The billionaire businessman disclosed the ambition during a conversation with Makhtar Diop, saying energy remains one of Africa’s most urgent development needs.
“We are now going into power… 20,000 megawatts,” Dangote said, while also highlighting fertilisers and industrial inputs as critical sectors for the continent’s growth.
The move comes as Nigeria continues to grapple with a severe electricity crisis that has undermined economic growth, disrupted businesses and left millions reliant on costly diesel generators.
Dangote’s latest expansion follows the commissioning of his 650,000 barrels-per-day refinery and the rapid growth of his fertiliser operations. He said the group’s businesses are now generating strong cash flow and becoming increasingly asset-light, positioning the conglomerate to fund another capital-intensive venture.
The announcement also places renewed scrutiny on the federal government’s repeated failure to stabilise electricity supply.
Dangote calls for shift to Africa’s domestic refining
Adebayo Adelabu had previously promised improvements in generation capacity, but multiple deadlines passed without achieving sustained supply growth.
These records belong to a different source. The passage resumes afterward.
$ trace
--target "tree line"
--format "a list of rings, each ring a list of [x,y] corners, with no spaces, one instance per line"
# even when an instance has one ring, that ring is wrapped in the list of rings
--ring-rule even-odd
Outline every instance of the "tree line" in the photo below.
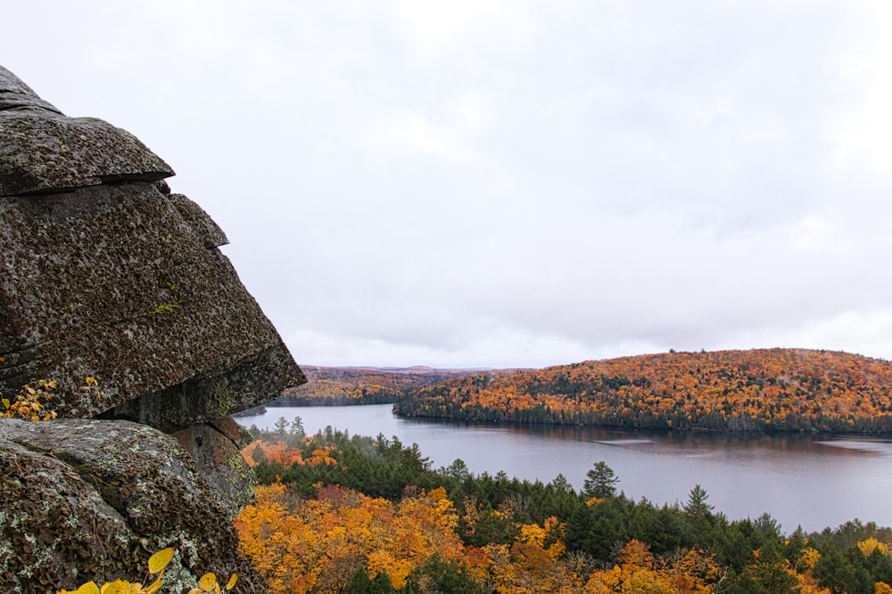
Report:
[[[434,468],[382,435],[252,432],[261,486],[236,526],[272,592],[892,592],[892,531],[874,524],[785,534],[767,514],[729,519],[699,485],[632,500],[604,462],[576,491]]]
[[[403,416],[646,429],[892,431],[892,363],[804,349],[666,353],[418,387]]]

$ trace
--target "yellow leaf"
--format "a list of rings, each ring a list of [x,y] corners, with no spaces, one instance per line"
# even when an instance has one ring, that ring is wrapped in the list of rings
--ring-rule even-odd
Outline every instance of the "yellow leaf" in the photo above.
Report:
[[[202,579],[198,581],[198,587],[203,590],[205,592],[210,592],[217,585],[217,576],[213,574],[205,574],[202,576]]]
[[[71,594],[99,594],[99,587],[95,582],[87,582]]]
[[[143,590],[143,594],[153,594],[153,592],[157,592],[159,590],[161,589],[162,583],[164,582],[161,581],[161,579],[158,578],[157,580],[155,580],[151,584],[145,587],[145,590]]]
[[[170,559],[173,558],[173,549],[168,547],[167,549],[162,549],[157,553],[149,557],[149,573],[157,574],[162,571],[170,563]]]
[[[103,586],[99,591],[101,594],[128,594],[130,591],[130,582],[115,580]]]

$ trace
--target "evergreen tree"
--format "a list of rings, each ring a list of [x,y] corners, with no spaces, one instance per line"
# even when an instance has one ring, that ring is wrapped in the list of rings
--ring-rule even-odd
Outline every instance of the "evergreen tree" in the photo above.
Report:
[[[688,493],[688,502],[684,504],[684,510],[691,516],[708,516],[712,513],[714,506],[706,503],[709,495],[706,490],[699,484],[695,484],[694,488]]]
[[[585,483],[582,484],[582,494],[586,497],[607,499],[616,495],[615,484],[619,483],[619,478],[604,460],[595,464],[585,476]]]

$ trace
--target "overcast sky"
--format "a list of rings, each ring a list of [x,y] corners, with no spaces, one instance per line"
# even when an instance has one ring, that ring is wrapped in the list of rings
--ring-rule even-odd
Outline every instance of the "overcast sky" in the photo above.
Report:
[[[7,3],[0,63],[126,128],[299,363],[892,359],[892,3]]]

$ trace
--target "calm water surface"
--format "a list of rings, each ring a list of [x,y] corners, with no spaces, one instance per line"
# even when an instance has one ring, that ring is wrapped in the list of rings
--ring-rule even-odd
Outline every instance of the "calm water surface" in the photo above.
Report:
[[[770,513],[790,533],[836,527],[859,518],[892,525],[892,441],[860,436],[750,436],[701,433],[629,433],[577,427],[514,427],[403,419],[390,404],[270,407],[243,417],[273,428],[300,416],[308,434],[331,426],[351,435],[396,435],[417,443],[434,468],[455,459],[475,474],[549,482],[558,473],[576,488],[604,460],[619,489],[654,503],[684,502],[695,484],[729,517]]]

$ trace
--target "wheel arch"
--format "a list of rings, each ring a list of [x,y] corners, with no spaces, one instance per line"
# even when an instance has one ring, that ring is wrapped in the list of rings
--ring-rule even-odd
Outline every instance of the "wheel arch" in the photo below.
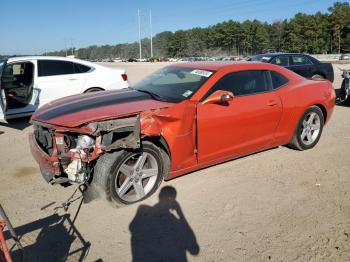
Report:
[[[146,136],[142,139],[143,141],[148,141],[156,146],[162,148],[165,153],[168,154],[169,158],[171,158],[171,151],[168,142],[165,140],[165,138],[160,135],[160,136]]]
[[[315,104],[315,106],[317,106],[317,107],[319,107],[321,109],[322,114],[323,114],[323,118],[324,118],[324,123],[326,123],[327,120],[328,120],[327,119],[327,109],[326,109],[326,107],[324,105],[322,105],[322,104]]]

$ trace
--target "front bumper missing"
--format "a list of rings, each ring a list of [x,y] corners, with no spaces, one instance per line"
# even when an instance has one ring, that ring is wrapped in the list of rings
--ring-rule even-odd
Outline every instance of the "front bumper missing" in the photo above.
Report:
[[[29,135],[29,145],[35,161],[40,166],[41,174],[48,183],[51,182],[55,176],[61,175],[58,158],[45,153],[38,145],[34,134]]]

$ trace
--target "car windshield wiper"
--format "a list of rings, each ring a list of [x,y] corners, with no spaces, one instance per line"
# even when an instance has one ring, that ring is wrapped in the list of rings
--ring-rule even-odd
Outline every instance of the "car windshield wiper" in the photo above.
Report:
[[[130,89],[133,89],[133,90],[137,90],[139,92],[142,92],[142,93],[146,93],[146,94],[149,94],[153,99],[155,100],[159,100],[159,101],[166,101],[166,99],[156,93],[153,93],[151,91],[148,91],[148,90],[142,90],[142,89],[136,89],[136,88],[132,88],[130,87]]]

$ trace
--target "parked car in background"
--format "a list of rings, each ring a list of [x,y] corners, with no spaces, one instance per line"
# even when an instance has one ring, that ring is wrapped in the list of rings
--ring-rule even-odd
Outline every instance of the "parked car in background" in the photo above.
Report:
[[[339,60],[350,60],[350,54],[341,54]]]
[[[30,147],[47,182],[131,204],[163,179],[278,145],[311,149],[334,103],[329,81],[280,66],[178,63],[129,89],[40,108]]]
[[[26,56],[0,60],[0,118],[31,115],[43,104],[64,96],[128,86],[124,69],[79,59]]]
[[[251,56],[247,61],[275,64],[286,67],[306,78],[334,81],[334,72],[331,63],[321,63],[316,58],[306,54],[268,53]]]

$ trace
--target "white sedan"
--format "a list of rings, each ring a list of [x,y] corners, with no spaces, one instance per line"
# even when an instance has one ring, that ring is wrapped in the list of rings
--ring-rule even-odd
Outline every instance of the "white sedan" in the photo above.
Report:
[[[55,99],[79,93],[129,87],[124,69],[49,56],[0,60],[0,121],[29,116]]]

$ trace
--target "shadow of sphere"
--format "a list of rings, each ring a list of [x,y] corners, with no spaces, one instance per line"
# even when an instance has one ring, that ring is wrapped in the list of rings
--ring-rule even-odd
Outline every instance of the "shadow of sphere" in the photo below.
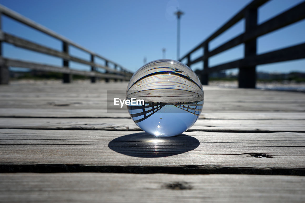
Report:
[[[143,132],[116,138],[109,143],[108,146],[125,155],[152,158],[182,154],[196,148],[199,144],[198,140],[185,134],[159,137]]]

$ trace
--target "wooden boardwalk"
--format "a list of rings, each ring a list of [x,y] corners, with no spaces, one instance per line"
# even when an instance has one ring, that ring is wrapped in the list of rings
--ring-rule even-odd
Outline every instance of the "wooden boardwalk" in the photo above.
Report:
[[[0,201],[305,201],[305,94],[204,86],[195,124],[156,139],[106,112],[127,85],[0,86]]]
Although Nigeria briefly reached a record 6,003 megawatts in March 2025, output later declined due to vandalised infrastructure and persistent gas supply challenges.
Current average supply levels remain far below demand in a country of more than 200 million people, with generation often hovering around 3,331 megawatts.
According to World Bank estimates, unreliable electricity costs Nigeria about $29 billion annually, equivalent to roughly 10 percent of the country’s gross domestic product.
Despite Dangote’s reputation for delivering large-scale industrial projects, analysts say the proposed 20,000-megawatt expansion faces major structural obstacles.
Nigeria’s transmission network remains too weak to reliably wheel even 8,000 megawatts without risking grid instability, raising concerns that generation gains may not translate into improved electricity access for homes and industries.
The sector also continues to struggle with deep financial problems, as distribution companies battle poor revenue collection and mounting debts owed to generation firms and gas suppliers.
Industry figures estimate that nearly 70 percent of Nigeria’s thermal plants operate below capacity because of inadequate gas supply linked to unpaid invoices.
Dangote may seek to leverage his own gas resources and LNG infrastructure to reduce exposure to supply disruptions, though regulatory uncertainty and tariff disputes remain significant risks for investors in the sector.